Nach dem Castor-Transport ist vor dem Castor-Transport
Kaum ist der fünfte Castor-Transport aus dem Forschungsreaktor Jülich in der Nacht im Ahauser Zwischenlager angekommen, steht offenbar schon der nächste bevor. Atomkraftgegner kritisieren vor allem, dass weiter nur einzelne Behälter transportiert werden - und warnen vor steigenden Polizeikosten und anhaltenden Risiken für die Bevölkerung.
Veröffentlicht: Mittwoch, 08.07.2026 10:32
Fünfter Transport erreicht Ahaus in der Nacht
Gegen kurz nach 1 Uhr in der Nacht zum Mittwoch ist der fünfte Castor-Transport aus Jülich in Ahaus angekommen. Nach Angaben von Anti-Atomkraft-Initiativen wurde der Transport von Protesten in Jülich und Ahaus begleitet. Kritisiert werden die Transporte vor allem deshalb, weil sie nach Ansicht der Gegner gefährlich und überflüssig seien und quer durch Nordrhein-Westfalen sowie das Ruhrgebiet führten.
Schon am Abend könnte der nächste Castor rollen
Eine lange Pause gibt es offenbar nicht: Nach Angaben aus dem Umfeld der Protestinitiativen soll bereits am heutigen Mittwochabend (08.07.2026) der nächste Transport starten. Wie schon zuvor soll demnach erneut nur ein einzelner Castor-Behälter nach Ahaus gebracht werden. Genau diese Vorgehensweise sorgt bei den Atomkraftgegnern für scharfe Kritik.
Kritik an gescheiterter Bündelung der Transporte
Aus Sicht der Initiativen hätte eine Bündelung der Transporte helfen können, Aufwand und Risiken zu reduzieren. Stattdessen werde nun offenbar weiter mit Einzeltransporten gearbeitet. Die Gegner, wie Heiner Möllers von der BI "Kein Atommüll in Ahaus", befürchten deshalb deutlich höhere Polizeikosten, weil für jeden einzelnen Transport erneut umfangreiche Einsätze nötig werden könnten.
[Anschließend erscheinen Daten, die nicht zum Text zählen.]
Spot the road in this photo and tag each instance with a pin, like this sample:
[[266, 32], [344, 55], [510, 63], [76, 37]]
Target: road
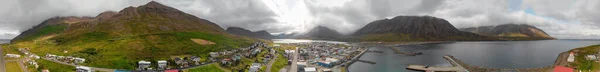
[[269, 66], [93, 68], [294, 67], [2, 61]]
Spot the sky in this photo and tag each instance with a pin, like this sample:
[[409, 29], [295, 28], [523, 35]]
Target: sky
[[563, 19]]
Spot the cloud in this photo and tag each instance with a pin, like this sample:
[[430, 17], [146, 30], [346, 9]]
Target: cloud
[[559, 18]]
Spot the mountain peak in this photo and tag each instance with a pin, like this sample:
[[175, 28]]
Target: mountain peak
[[154, 4]]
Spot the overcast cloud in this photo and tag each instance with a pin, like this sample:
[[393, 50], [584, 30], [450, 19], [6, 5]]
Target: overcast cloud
[[566, 19]]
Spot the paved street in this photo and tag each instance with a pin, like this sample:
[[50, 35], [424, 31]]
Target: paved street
[[294, 67], [2, 61], [269, 66], [93, 68]]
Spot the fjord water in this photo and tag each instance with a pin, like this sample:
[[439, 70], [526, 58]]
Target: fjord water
[[491, 54], [4, 41]]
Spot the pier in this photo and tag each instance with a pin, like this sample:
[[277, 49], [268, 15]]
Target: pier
[[459, 66], [371, 62]]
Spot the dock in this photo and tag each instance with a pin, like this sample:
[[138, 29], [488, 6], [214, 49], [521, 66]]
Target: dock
[[433, 69], [459, 66]]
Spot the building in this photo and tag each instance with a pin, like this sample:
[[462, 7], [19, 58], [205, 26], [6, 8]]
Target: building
[[13, 55], [51, 56], [162, 64], [34, 56], [83, 69], [254, 68], [178, 61], [571, 57], [590, 57], [225, 61], [143, 65], [562, 69], [214, 54], [196, 59], [174, 70], [79, 60], [310, 69]]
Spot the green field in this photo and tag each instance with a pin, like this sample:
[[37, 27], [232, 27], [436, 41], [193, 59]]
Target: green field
[[122, 52], [13, 67], [586, 65], [54, 67], [280, 62], [51, 29], [207, 68]]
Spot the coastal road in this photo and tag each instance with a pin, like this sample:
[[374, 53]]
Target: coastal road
[[269, 66], [294, 67], [2, 67], [93, 68]]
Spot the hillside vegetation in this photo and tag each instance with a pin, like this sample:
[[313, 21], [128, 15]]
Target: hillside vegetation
[[149, 32]]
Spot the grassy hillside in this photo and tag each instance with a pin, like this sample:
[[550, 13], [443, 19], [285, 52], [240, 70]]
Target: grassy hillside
[[121, 52], [149, 32], [581, 63], [52, 29]]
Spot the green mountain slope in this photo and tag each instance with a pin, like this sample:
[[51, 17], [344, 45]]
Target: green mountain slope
[[119, 39]]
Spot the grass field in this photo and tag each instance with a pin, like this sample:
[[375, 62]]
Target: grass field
[[13, 67], [280, 62], [207, 68], [122, 52], [54, 67], [51, 29], [586, 65]]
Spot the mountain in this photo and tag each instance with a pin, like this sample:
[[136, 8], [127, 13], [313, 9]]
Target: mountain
[[118, 40], [511, 32], [414, 28], [320, 32], [243, 32], [286, 35]]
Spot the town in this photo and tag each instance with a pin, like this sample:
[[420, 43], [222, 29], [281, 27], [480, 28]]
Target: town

Landesregierung gibt Polizeikosten nicht preis
Zusätzlichen Ärger gibt es über den Umgang der Landesregierung mit den Kosten. In einem Schreiben vom 16. Juni an die Initiativen habe sich das Land geweigert, die bisherigen Polizeikosten offenzulegen, heißt es. Besonders brisant sei dabei, dass Nordrhein-Westfalen die polizeilichen Kosten nach Angaben der Initiativen alleine tragen müsse - ohne Beteiligung des Bundes.
Umweltverbände fordern Ende der Transporte
Der Bundesverband Bürgerinitiativen Umweltschutz, mehrere Anti-Atomkraft-Initiativen und die Grün Alternative Liste Gronau fordern deshalb, dass sich die NRW-Landesregierung für ein Ende der Atommüll- und Urantransporte einsetzt. Der Schutz der Bevölkerung müsse oberste Priorität haben, heißt es vom BBU. Weitere Proteste gegen Castor-Transporte nach Ahaus sowie gegen Urantransporte rund um die Urananreicherungsanlage in Gronau sind bereits in Vorbereitung.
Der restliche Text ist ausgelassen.